Carondolet 1862: Rye Whiskey, Cafe du Monde-Cinnamon Cordial, Pineapple, Citrus
Base Burner: Four Roses Bourbon and House Made ginger Ice Cubes, showing off of the specialty ice cubes Holland House is known for. We are trying to figure out how to make these ice cubes, as this was quite an enjoyable sipping cocktail.
The Beatnik: Rye, Amaro, Cia Ciaro, Broadbent Madeira, Coffee-Pecan Bitters Made in House
Holland House takes their cocktails seriously, but they put that same passion into the food.
Our server suggested the charcuterie plate and he was right. It was not the same old, same old. Pork Rillets, grainy mustard, fois gras mousse, goat cheese, blue cheese, marcona almonds made it hard to choose where to start because each bite was a good bite. The fois gras was divine and not overwhelmingly rich. Although we like to try new things when we revisit restaurants, this would be a must reorder.
We went straight to entrees after this, but would have loved more appetizers if we could have fit it in, such as the roasted marrow bone or warm chevre tart.
The open ravioli of rabbit fricasee was tender, flavorful, robust, yet light and the celery puree perfect.
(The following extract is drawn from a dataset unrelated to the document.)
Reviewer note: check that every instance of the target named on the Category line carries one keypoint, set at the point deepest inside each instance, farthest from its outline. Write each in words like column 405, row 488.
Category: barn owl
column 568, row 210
It’s not easy to portray tan colored food to convince you, but one bite of this rabbit dish and you feel like you are in a country kitchen in France eating food made with love.
The trout was tender, the skin crispy, but those potatoes (which I don’t usually eat) were spectacular. Baby potatoes, left whole, in a sherry cream sauce should never leave the menu.
Mr. ST had the duck sausage made with candied carrots inside, just as good as it looks. I like to see an elevated sausage dish be treated with this kind of respect as sausage making is an art. It was balanced, not too salty, yet full of delicate flavor and you can see the grill marks. Skin crispy, duck goodness inside.
We finished off the night with a bread pudding dessert that was made with the same care of balance and nuance that went into the cocktails. Normally a bread pudding is heavy and off putting as a dessert following a goodmeal. In this case, it was light, not too sweet, and we all fought over the last bite.
I highly recommend the Holland House if you appreciate old time, smart cocktails that nod to the speak easy era, paired with good rustic food that is not ordinary. I’ve read some reviews where some diners felt intimidated and I can’t share that sentiment. The wait staff has always been friendly, helpful and mindful of the combinations of food and drink.
The happy hour offers $5 cocktails and wine, $2.50 beer and food items I can’t wait to try such as the nola fried oysters or truffled frites. The hours are limited, and you can check them out here. Thursday night is happy hour all night long.
Holland House is located in East Nashville and is the place for delicious food and smart cocktails.
Location: 937 Eastland Avenue, East Nashville. Phone: 615-262-4190.